I saved 100 decimal digits of e.

\documentclass{article}
\usepackage{siunitx} % also loads expl3 and xparse

\ExplSyntaxOn

\tl_const:Nn \c_sebastiano_napier_tl
 {
  71828182845904523536
  02874713526624977572
  47093699959574966967
  62772407663035354759
  45713821785251664274
 }

\NewDocumentCommand{\napier}{m}
 {
  \num{ 2.\tl_range:Nnn \c_sebastiano_napier_tl { 1 } { #1 } }
 }

\ExplSyntaxOff

\begin{document}

\napier{2}

\napier{18}

\end{document}

enter image description here

With possible line breaks use \napier*.

\documentclass{article}
\usepackage{amsmath}
\usepackage{siunitx} % also loads expl3 and xparse
\showthe\thinmuskip
\ExplSyntaxOn

\tl_const:Nn \c_sebastiano_napier_tl
 {
  71828182845904523536
  02874713526624977572
  47093699959574966967
  62772407663035354759
  45713821785251664274
 }
\cs_generate_variant:Nn \seq_set_split:Nnn { Nnx }

\NewDocumentCommand{\napier}{sm}
 {
  \IfBooleanTF { #1 }
   {
    \sebastiano_napier_inline:n { #2 }
   }
   {
    \num{ 2.\tl_range:Nnn \c_sebastiano_napier_tl { 1 } { #2 } }
   }
 }

\cs_new_protected:Nn \sebastiano_napier_inline:n
 {
  \seq_set_split:Nnx \l_tmpa_seq {} { \tl_range:Nnn \c_sebastiano_napier_tl { 1 } { #1 } }
  2.\seq_indexed_map_function:NN \l_tmpa_seq \__sebastiano_napier_split:nn
 }

\cs_new_protected:Nn \__sebastiano_napier_split:nn
 {
  #2
  \int_compare:nT { \int_mod:nn { #1 } { 3 } = 0 }
   {
    \mode_if_math:TF
     {
      \penalty \c_zero_int
      \mspace{1\thinmuskip plus 1\thinmuskip}
     }
     {
      \hspace{0.16667em plus 0.16667em}
     }
   }
 }

\ExplSyntaxOff

\begin{document}

\napier{2}

\napier{18}

\napier*{99}

$\napier*{99}$

\end{document}

enter image description here

| improve this answer | |
22

Just for fun, here's an answer using LuaTeX that does the computation of the digits of e in Lua, without external data, and should be good for ~10000 digits at least. (Actually in principle the algorithm should work fine (just taking very long) for billions of digits or even millions of billions depending on how Lua is compiled, but you'll run out of patience and/or memory sooner.)

\documentclass{article}
\usepackage{luacode}
\begin{luacode}
-- Takes time ~n^2 to compute n digits.
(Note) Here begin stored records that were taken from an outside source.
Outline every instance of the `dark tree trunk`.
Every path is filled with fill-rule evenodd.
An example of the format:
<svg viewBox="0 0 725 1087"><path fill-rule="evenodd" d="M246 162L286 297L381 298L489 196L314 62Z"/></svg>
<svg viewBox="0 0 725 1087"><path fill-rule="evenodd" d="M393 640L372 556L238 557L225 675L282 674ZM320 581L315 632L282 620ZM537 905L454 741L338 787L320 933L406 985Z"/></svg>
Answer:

Tolerable until about n=10000.
function digits_e(n)
    -- Spigot algorithm by Rabinowitz and Wagon:
    -- http://www.cecm.sfu.ca/~jborwein/Expbook/Manuscript/Related%20files/spigot.pdf
    -- The idea: Just as we can say that
    -- e = 2 + (7, 1, 8, 2, 8, ...) in base (1/10, 1/10, 1/10, 1/10, 1/10, ...)
    -- the fact that e = sum(1/k!) over k≥0 gives, in the same notation,
    -- e = 2 + (1, 1, 1, 1, 1, ...) in base (1/2, 1/3, 1/4, 1/5, 1/6, 1/7, ...)
    -- We convert to the decimal base by repeatedly multiplying by 10.

    local len = n + 2
    -- After k≥0 steps, fractional part of (e-2)10^k in base (1/2, 1/3, 1/4, ...)
    local a = {}; for j = 1, len do a[j] = 1 end

    tex.sprint('2.')
    for k = 1, n do
        local carry = 0  -- We're about to multiply by 10, right to left.
        for i = len, 1, -1 do
            local x = carry + 10 * a[i]
            a[i] = math.fmod(x, i + 1)
            carry = math.modf(x / (i + 1))
        end
        tex.sprint(carry)
        if k % 1000 == 0 then print(string.format('Done %d digits', k)) end
        if k % 3 == 0 then tex.sprint([[\hskip 1.66663pt plus 0.6pt\relax]]) end
    end
end
\end{luacode}

\newcommand\napier[1]{\directlua{tex.sprint(digits_e(#1))}}

\begin{document}
\napier{2}

\napier{18}

\napier{100} % Last 10 digits: ...525 166 427 4

\napier{1000} % Last 10 digits: ...957 035 035 4

\napier{10000} % Last 10 digits: ...946 553 678 8
\end{document}

output

  • The algorithm I repurposed from what I had used earlier for pi, though it's quite a bit simpler for e.

  • It's O(n^2) so a bit slow (takes a few seconds for 10000 digits). We can speed it up by a small constant factor (like 10) by multiplying by a power of 10 instead of by 10 itself. (See block in the second revision of this answer; reverted to keep the code clear and simple.)

  • The algorithm is simple enough (and uses only arithmetic on small numbers, of roughly the size of the number of digits requested) that I suspect it could even be implemented with TeX macros and sufficiently many registers. :-)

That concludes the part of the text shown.